Andrew R. Keats, Esq. ,
text that reads "what happens to a dream deferred" in neon yellow block letters over a photo of a young person in a head wrap with hand at chin looking at sky

Each year the state of Florida arrests tens of thousands of youth under the age of 18. It transfers some of these youth to criminal court for serious offenses,  but processes the majority in the juvenile system. And Florida disproportionately arrests youth from Black communities where a history of discrimination and over-policing deprives too of resources and opportunities while all too frequently locking members of these communities in poverty and prison.

In addition to physical and psychological harm, these systems saddle youth and their families with fees and resulting debts they cannot pay. From court administration fees to the costs of medical care, appointed counsel, and detention, as well as probation fees and surcharges, the crushing debt incurred from system involvement choke off opportunity and drive youth and their families deeper into poverty, while undermining public safety.

And for what?

Because children and families have no means to pay, loading them up with fee debt delivers very little benefit to the State and its 21.6 million citizens. The harm, however, can last a lifetime.

A new report co-authored by Juvenile Law Center and Fines and Fees Justice Center titled “Dreams Deferred: The Impact of Juvenile Fees on Florida’s Children, Families, and Future” sheds light on the 31 different fees imposed by the State and the impact these fees have on young people and their families.

In a key finding, the report demonstrates just how little the State actually collects, noting that, “in 2019, only 11% — or $547,973 — of the $5.1 million assessed against youth was collected,” and that “Florida counties that reported data from private collections also confirmed that they collected negligible amounts of juvenile fee debt in 2019.” The report also notes that the Clerks of Court who are responsible for collecting this debt have repeatedly acknowledged that young people cannot pay. It can be difficult to get data on how much money states are collecting from the fees they impose; the report provides a great new resource in the fight for #debtfreejustice.

The report also highlights an important opportunity for Florida. With the state legislature in session through March, The Debt Free Justice for Children Act has been introduced (Senate Bill 428 and House Bill 257) that would end the practice of imposing fees on youth and their families, wipe out existing fee debt, and extend these important fee protections to youth in the child welfare system up to age 21.

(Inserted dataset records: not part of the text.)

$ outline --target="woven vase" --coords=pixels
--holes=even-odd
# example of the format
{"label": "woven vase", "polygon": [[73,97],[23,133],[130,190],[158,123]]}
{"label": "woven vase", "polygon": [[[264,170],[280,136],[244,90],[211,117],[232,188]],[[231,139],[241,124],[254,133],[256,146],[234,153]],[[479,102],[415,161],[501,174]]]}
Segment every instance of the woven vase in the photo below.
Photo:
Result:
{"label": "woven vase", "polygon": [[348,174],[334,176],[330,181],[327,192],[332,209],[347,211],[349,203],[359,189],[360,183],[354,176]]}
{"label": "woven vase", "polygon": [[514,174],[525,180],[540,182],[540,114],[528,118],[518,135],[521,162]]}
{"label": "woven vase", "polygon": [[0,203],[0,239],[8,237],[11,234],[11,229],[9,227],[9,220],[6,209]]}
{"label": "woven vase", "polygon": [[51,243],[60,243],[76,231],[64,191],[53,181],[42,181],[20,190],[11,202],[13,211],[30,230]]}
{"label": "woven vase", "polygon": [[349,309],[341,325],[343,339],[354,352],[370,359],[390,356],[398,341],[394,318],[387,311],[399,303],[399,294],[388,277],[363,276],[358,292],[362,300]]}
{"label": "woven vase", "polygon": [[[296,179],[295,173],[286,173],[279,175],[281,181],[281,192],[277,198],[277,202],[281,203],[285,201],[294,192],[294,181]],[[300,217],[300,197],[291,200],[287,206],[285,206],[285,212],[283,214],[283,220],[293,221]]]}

A growing list of red and blue states, including most recently Texas and Louisiana, have passed legislation eliminating juvenile fees. These reforms have gained widespread support from national stakeholder groups representing juvenile court judges, probation officers, and prosecutors who know firsthand that imposing fees on youth is counterproductive and unjust.

Here’s hoping the Florida legislature reads this report and joins the ranks of #debtfreejustice champions across the country.

About the Expert
Andrew Keats is a staff attorney at Juvenile Law Center, where his work currently focuses on addressing economic justice and equity in the juvenile justice system through litigation, amicus and policy advocacy efforts.